Romc Linux Process finished with exit code 139 (interrupted by signal 11: SIGSEGV)

I use 6700xt, the ROCM version is the latest 5.4.3, PyTorch is 0.15.1+ROCM5.4.2, and the official instance Fashionmnist reports an error.



Shape of X [N, C, H, W]: torch.Size([64, 1, 28, 28])

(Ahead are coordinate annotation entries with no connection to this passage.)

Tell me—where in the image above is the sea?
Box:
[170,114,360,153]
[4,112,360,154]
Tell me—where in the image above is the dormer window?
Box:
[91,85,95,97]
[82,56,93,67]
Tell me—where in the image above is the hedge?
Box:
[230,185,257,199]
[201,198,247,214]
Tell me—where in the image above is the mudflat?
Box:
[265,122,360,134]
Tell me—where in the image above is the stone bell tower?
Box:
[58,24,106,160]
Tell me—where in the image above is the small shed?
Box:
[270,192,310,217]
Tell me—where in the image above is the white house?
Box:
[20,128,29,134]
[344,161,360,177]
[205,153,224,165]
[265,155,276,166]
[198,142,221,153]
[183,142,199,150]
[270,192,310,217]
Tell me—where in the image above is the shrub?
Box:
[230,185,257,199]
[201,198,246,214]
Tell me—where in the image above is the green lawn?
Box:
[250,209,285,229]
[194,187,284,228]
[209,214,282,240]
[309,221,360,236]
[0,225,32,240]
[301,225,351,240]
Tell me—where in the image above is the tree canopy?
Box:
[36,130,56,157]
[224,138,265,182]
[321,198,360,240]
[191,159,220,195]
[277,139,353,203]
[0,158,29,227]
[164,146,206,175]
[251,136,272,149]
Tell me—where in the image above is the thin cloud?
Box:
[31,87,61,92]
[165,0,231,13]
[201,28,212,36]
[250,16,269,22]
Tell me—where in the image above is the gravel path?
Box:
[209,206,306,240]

Shape of y: torch.Size([64]) torch.int64

Using cuda device

Epoch 1

Process finished with exit code 139 (interrupted by signal 11: SIGSEGV)
Who can help me wo solve this issue?

It seems you are encountering a segmentation fault (SIGSEGV) error, which can be caused by various reasons, such as memory access issues, incorrect library versions, or problems with the underlying system. To troubleshoot this issue, consider the following steps:

  1. Update your PyTorch version: You mentioned that you are using PyTorch 0.15.1+ROCM5.4.2, which is an older version. Update your PyTorch installation to the latest version compatible with ROCm by following the official installation guide for ROCm: Deep Learning — ROCm 4.5.0 documentation
  2. Check for GPU compatibility: Ensure that your AMD Radeon RX 6700 XT is compatible with the ROCm version you are using.
  3. Run a ROCm validation test: Make sure your ROCm installation is working correctly. You can do this by running the following command in your terminal:

Thank you! I have solved this issue.

I forgot to add the information below.
export HSA_OVERRIDE_GFX_VERSION=10.3.0 # RX6700xt
export LD_LIBRARY_PATH=/opt/rocm/lib